HLIB Research pointed out that rising expectations of a softer Fed rate downcycle – and consequently, slower narrowing of the US federal funds rate (FFR) and Malaysia’s overnight policy rate spread – would be negative for the ringgit.
Accordingly, the brokerage revised its end-2024 and average US dollar-to-ringgit target to 4.50 and 4.58, from 4.05 and 4.50, respectively.
“Nevertheless, we still expect the ringgit to have an appreciation bias next year,” it said, pegging its end-2025 and average US dollar-to-ringgit target at 4.00 and 4.34, respectively.
Kenanga Research said the Fed could limit rate cuts due to the fiscal expansion Trump would likely pursue.
“With national debt anticipated to rise by over US$7.75 trillion by 2035, pressure for a higher US term premium would likely push the US dollar index (DXY) up,” the brokerage said.
This could see the ringgit depreciate to around 4.57 to the US dollar by end-2024, with a potential recovery to 4.45 against the greenback in 2025 if market tensions ease.
“US dollar strength would also reflect heightened investor demand for US assets amid global uncertainty, potentially weighing on emerging market currencies as capital flows to the safe-haven greenback,” Kenanga Research explained.
Nevertheless, a weaker ringgit is not necessarily a bad thing, as it will benefit several sectors in the country such as automotive, banking, construction, gaming, healthcare, oil and gas, plantation and technology, as TA Research noted.
The brokerage estimated that every 5% weakening of the ringgit would increase net earnings by 1.4% for its stock universe and FBM KLCI component stocks under its coverage by 1.9%.
Perera noted that as Trump’s policies are inflationary and could provide some relief to the trade deficit, there may be a spike in US yields, which would support the case for a stronger US dollar. “However, with the FFR at 5%, we do not think Trump would support interest rates at such a relatively high level because of the implications on housing, household affordability, commercial real estate and small businesses.

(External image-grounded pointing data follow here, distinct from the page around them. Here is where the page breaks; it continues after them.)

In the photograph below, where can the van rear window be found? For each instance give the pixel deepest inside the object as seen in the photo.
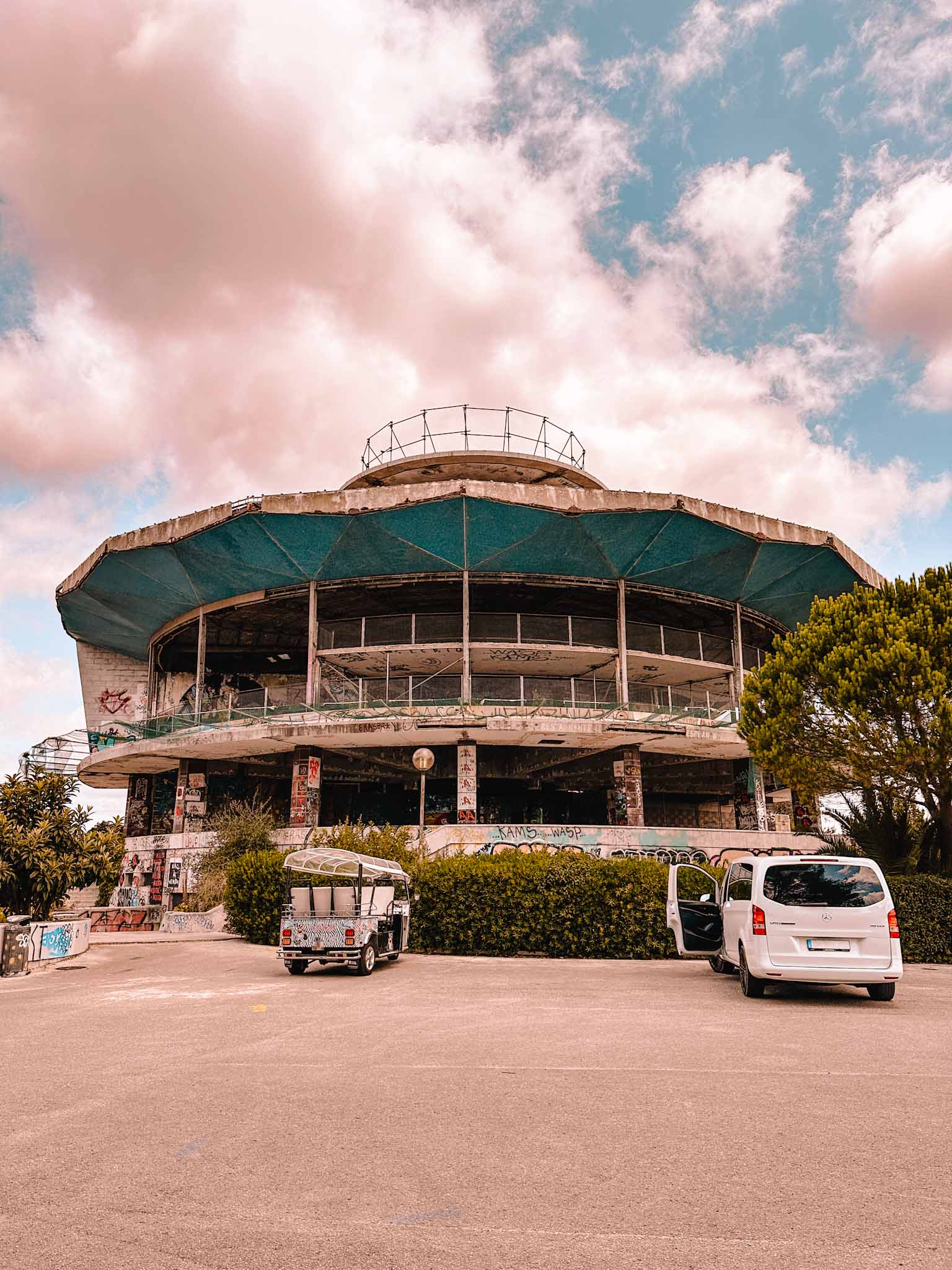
(818, 886)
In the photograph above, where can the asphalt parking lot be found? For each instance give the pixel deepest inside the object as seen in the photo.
(195, 1105)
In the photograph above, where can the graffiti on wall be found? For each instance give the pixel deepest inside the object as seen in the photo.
(110, 920)
(115, 700)
(48, 941)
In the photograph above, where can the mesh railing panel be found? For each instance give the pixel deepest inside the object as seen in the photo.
(544, 629)
(339, 634)
(439, 628)
(387, 630)
(643, 638)
(594, 631)
(716, 648)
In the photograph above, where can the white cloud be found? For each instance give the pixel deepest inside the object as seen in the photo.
(897, 265)
(260, 231)
(741, 218)
(908, 64)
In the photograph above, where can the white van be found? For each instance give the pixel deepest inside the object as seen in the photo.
(790, 918)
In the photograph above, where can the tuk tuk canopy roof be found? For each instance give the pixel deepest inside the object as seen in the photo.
(342, 864)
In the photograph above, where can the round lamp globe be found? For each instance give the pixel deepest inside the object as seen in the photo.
(423, 760)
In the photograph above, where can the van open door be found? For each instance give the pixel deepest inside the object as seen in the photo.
(694, 912)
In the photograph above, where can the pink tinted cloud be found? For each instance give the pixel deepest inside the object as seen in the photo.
(899, 265)
(262, 230)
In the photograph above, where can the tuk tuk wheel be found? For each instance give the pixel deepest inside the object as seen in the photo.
(367, 961)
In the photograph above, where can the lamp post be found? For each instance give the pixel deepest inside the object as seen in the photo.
(423, 761)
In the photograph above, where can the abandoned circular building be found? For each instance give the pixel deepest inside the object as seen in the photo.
(571, 654)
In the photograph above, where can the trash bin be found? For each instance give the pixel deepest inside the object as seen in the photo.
(14, 945)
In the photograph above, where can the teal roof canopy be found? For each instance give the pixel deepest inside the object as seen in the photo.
(138, 584)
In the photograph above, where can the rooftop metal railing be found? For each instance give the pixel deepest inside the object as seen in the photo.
(472, 429)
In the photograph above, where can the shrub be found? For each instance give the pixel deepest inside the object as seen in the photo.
(254, 892)
(238, 827)
(924, 912)
(553, 906)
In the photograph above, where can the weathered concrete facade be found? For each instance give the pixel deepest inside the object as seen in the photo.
(574, 657)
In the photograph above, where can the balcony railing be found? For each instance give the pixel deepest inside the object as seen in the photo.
(553, 629)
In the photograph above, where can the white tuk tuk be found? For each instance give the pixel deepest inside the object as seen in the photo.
(355, 923)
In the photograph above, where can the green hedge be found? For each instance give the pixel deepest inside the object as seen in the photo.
(555, 906)
(254, 892)
(924, 912)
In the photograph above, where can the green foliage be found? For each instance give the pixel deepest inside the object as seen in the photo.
(239, 827)
(555, 906)
(883, 826)
(385, 841)
(924, 912)
(861, 695)
(552, 905)
(106, 846)
(43, 846)
(254, 892)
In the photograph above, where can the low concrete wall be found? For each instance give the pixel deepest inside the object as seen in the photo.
(193, 923)
(716, 846)
(116, 918)
(609, 841)
(51, 941)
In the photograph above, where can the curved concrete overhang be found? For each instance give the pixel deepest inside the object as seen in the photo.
(488, 465)
(139, 582)
(111, 768)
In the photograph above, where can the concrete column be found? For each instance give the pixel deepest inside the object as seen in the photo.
(306, 786)
(628, 799)
(139, 807)
(150, 683)
(200, 666)
(178, 817)
(312, 664)
(466, 790)
(466, 687)
(738, 653)
(622, 660)
(749, 799)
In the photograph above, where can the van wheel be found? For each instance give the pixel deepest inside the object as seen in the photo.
(367, 961)
(749, 986)
(881, 991)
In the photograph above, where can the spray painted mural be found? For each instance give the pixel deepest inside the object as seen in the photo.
(48, 941)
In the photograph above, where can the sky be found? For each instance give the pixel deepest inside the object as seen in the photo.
(714, 239)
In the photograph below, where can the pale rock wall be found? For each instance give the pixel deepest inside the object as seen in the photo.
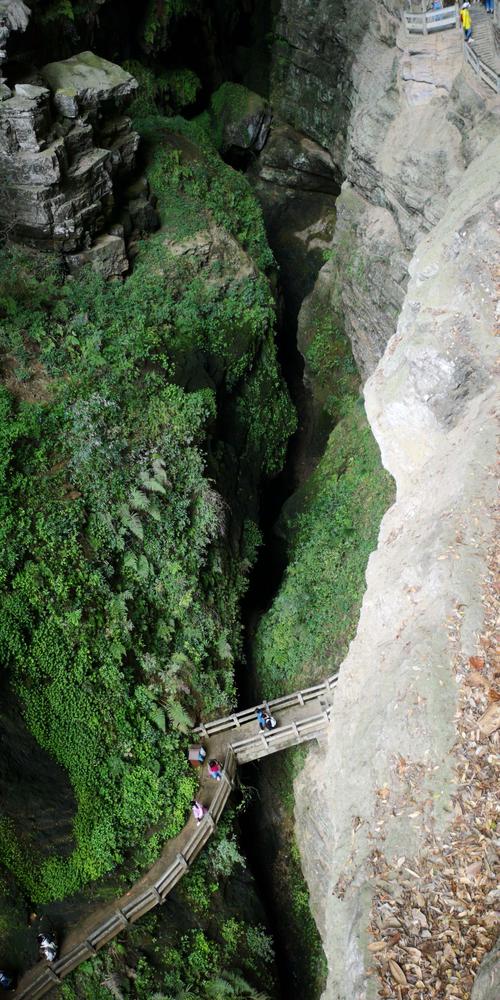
(430, 403)
(415, 136)
(401, 119)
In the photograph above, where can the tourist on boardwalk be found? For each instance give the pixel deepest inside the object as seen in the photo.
(466, 20)
(270, 721)
(215, 769)
(46, 947)
(198, 810)
(261, 718)
(6, 982)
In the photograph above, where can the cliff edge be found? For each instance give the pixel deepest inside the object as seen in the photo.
(396, 821)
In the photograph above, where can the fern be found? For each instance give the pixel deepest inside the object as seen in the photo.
(159, 471)
(151, 484)
(178, 717)
(138, 500)
(130, 562)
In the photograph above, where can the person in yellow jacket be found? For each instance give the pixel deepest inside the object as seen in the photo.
(466, 21)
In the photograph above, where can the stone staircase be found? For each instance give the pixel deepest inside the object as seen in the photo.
(483, 37)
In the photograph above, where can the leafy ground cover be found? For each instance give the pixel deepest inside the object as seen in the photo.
(305, 634)
(119, 591)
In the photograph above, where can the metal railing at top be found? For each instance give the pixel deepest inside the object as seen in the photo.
(238, 719)
(425, 22)
(483, 71)
(46, 977)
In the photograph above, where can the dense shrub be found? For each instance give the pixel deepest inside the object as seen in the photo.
(119, 592)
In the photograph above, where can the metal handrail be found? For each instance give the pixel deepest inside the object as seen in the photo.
(237, 719)
(482, 70)
(425, 22)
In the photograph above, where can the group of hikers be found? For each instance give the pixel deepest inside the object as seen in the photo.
(47, 948)
(215, 768)
(466, 19)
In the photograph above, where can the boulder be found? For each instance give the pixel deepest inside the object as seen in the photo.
(87, 83)
(107, 256)
(14, 16)
(241, 118)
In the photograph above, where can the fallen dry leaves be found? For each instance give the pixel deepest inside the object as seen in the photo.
(436, 916)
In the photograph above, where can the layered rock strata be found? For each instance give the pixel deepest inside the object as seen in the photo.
(389, 776)
(415, 135)
(401, 117)
(66, 145)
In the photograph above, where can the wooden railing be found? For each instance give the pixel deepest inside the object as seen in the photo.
(238, 719)
(142, 898)
(264, 743)
(483, 71)
(425, 22)
(48, 976)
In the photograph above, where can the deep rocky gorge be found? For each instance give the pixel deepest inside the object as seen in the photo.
(375, 157)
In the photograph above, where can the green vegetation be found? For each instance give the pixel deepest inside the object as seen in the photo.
(119, 596)
(154, 27)
(162, 91)
(196, 965)
(304, 948)
(331, 365)
(305, 634)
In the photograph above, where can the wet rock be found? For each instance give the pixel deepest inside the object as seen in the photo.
(143, 215)
(107, 256)
(242, 117)
(86, 83)
(14, 16)
(60, 159)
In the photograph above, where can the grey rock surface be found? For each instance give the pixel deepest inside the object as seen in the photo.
(413, 266)
(430, 403)
(401, 118)
(63, 147)
(14, 16)
(85, 82)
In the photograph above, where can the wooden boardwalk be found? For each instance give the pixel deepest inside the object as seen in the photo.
(235, 739)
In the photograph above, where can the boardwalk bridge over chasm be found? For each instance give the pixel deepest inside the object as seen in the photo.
(235, 739)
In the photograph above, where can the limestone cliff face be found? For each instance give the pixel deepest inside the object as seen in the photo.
(416, 239)
(401, 118)
(66, 149)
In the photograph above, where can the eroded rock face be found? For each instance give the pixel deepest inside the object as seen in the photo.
(416, 138)
(64, 148)
(401, 118)
(14, 16)
(430, 403)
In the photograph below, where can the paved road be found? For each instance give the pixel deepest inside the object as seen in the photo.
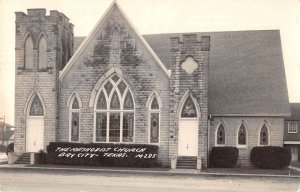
(62, 181)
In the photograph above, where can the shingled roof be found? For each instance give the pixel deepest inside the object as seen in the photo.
(295, 112)
(246, 71)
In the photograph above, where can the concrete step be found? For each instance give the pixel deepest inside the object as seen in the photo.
(184, 162)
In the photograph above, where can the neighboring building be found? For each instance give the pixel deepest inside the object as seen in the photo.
(292, 132)
(7, 136)
(183, 92)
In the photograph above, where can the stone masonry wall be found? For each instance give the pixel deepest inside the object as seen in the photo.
(54, 28)
(253, 125)
(116, 47)
(196, 83)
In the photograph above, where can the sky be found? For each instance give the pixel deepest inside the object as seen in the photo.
(161, 16)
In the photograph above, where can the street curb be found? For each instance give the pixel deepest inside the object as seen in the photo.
(154, 172)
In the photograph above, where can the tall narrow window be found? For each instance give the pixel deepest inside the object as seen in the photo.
(74, 120)
(264, 135)
(36, 108)
(28, 53)
(114, 112)
(154, 120)
(242, 135)
(221, 135)
(43, 53)
(189, 109)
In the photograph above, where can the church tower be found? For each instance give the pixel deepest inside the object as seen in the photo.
(44, 44)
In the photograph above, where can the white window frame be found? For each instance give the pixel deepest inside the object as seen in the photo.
(269, 134)
(291, 129)
(150, 111)
(216, 135)
(121, 111)
(237, 136)
(71, 111)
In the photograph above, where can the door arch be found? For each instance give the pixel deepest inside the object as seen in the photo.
(35, 124)
(188, 126)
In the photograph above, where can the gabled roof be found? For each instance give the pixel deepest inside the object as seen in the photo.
(295, 110)
(246, 71)
(89, 38)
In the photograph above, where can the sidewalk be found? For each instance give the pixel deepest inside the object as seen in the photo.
(292, 172)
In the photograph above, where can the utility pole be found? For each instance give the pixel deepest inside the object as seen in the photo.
(3, 128)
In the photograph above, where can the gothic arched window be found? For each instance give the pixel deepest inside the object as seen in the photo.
(189, 109)
(114, 112)
(264, 135)
(36, 108)
(242, 135)
(74, 119)
(28, 53)
(220, 135)
(154, 120)
(43, 53)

Hence, we maintain that the FFR should trend a lot lower (towards 3%) over the next 12 to 15 months, bringing down the whole yield curve, albeit potentially with some steepening at the long end,” he explained.
“Despite the initial knee-jerk reaction, we think the DXY should ease over the medium term (if US manufacturing is to be competitive), providing room for further ringgit appreciation,” he added.
Overall, Perera viewed Trump’s win as largely “neutral” to domestic growth, the ringgit and the equity market.
Kenanga Research, on the other hand, said it is monitoring for near-term ripple effects on the Malaysian market, including a potentially lower FBM KLCI upside from an expected 1,760 target for year-end induced by fund flow effect.
HLIB Research maintained its end-2024 FBM KLCI target at 1,700 points for now based on 15.5 times 2024 price-earnings. Its investment themes on tourism recovery, energy transition, Johor’s developmental reinvigoration and disposable income boosting measures should be fairly insulated against the US election outcome – while trade war beneficiaries could see revived interest, it said.
TA Research also kept its end-2024 FBM KLCI target unchanged - at 1,690 points based on 14 times forward earnings. It remained optimistic about Malaysia’s prospects due to the government’s subsidy rationalisation, multi-billion-ringgit public spending on infrastructure, foreign direct investment and domestic direct investment in renewable energy and growth sectors.